Agent	Template	Focus
Logic	`finder-logic.md`	Off-by-one errors, wrong conditionals, data flow bugs, incorrect algorithm implementations
Security	`finder-security.md`	OWASP Top 10, injection flaws, auth/authz bypasses, secrets in code, insecure crypto
Performance	`finder-performance.md`	N+1 queries, unnecessary allocations, blocking calls, inefficient data structures
Types	`finder-types.md`	Nil/null dereferences, type mismatches, unchecked assertions, missing error handling
Tests	`finder-tests.md`	Missing test coverage for new code, tests without failure paths, brittle assertions
Verifier	`verifier.md`	Dedup, confidence filtering, context requirements
Ranker	`ranker.md`	Severity sorting, critical file prioritization

Concurrency model¶

// Simplified pseudocode
sem := make(chan struct{}, cfg.Agents)  // semaphore

for _, agent := range finders {
    wg.Add(1)
    go func(a Agent) {
        sem <- struct{}{}         // acquire slot
        defer func() { <-sem }() // release slot
        defer wg.Done()
        results[a.Name] = a.Run(diff, memCtx)
    }(agent)
}
wg.Wait()

The semaphore limits concurrent API calls to cfg.Agents (default 4). This prevents rate limiting while maximizing parallelism.

Cost model¶

Cost is calculated from actual token usage reported by the API:

Model	Input (per 1M tokens)	Output (per 1M tokens)
`claude-haiku-4-5-20251001`	$0.80	$4.00
`claude-sonnet-4-6`	$3.00	$15.00
`claude-opus-4-6`	$15.00	$75.00

For a typical 500-line diff reviewed with 5 Haiku agents:

Input: ~1,500 tokens × 7 agents = ~10,500 input tokens = ~$0.008
Output: ~500 tokens × 7 agents = ~3,500 output tokens = ~$0.014
Total: ~$0.02–0.05 for a typical PR

Larger PRs with Sonnet cost $1–3. The --estimate flag gives you a prediction before spending anything.

Truncation¶

If a diff exceeds the model's context window, claude-review truncates it by:

Keeping all file headers (metadata about what changed)
Keeping the full content of the most-changed files
Truncating the least-changed files' content last

This ensures the most important changes are always fully reviewed.

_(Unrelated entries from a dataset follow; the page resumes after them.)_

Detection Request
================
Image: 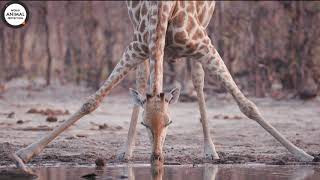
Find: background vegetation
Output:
[0,1,320,98]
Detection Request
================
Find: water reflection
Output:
[0,164,320,180]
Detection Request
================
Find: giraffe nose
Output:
[151,153,163,162]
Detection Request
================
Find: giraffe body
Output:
[13,1,314,171]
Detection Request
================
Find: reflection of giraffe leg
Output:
[191,61,219,160]
[201,41,313,161]
[203,164,219,180]
[14,42,146,172]
[117,61,149,160]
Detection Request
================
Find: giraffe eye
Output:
[165,120,172,127]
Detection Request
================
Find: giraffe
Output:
[12,1,314,171]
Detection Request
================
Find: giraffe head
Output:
[130,88,180,165]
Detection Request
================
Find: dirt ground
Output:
[0,80,320,166]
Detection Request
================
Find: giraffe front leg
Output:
[191,61,219,160]
[201,44,314,161]
[117,61,149,161]
[13,42,146,172]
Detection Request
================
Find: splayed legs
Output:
[191,61,219,160]
[117,61,149,161]
[201,45,314,161]
[13,42,145,168]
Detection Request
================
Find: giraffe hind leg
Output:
[117,60,149,161]
[191,61,219,160]
[201,44,314,161]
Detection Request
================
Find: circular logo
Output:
[1,1,29,28]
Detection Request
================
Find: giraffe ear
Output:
[165,88,180,104]
[130,88,146,107]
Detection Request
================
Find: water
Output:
[0,164,320,180]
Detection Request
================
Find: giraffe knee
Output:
[81,97,98,114]
[238,99,261,120]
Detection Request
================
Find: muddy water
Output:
[0,165,320,180]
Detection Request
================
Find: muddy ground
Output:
[0,81,320,166]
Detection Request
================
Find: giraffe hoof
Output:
[204,154,220,161]
[11,153,36,175]
[117,152,130,162]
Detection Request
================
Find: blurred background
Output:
[0,1,320,99]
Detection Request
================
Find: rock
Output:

Error handling and fallbacks¶

Failure	Fallback
Finder agent API call fails after 3 retries	Finding set for that agent is empty (others still contribute)
Verifier agent fails	Deterministic dedup by file+line hash
Ranker agent fails	Deterministic sort by severity score
Malformed JSON from agent	Regex extraction of JSON array from response text

The pipeline is designed to always produce a review, even under adverse conditions.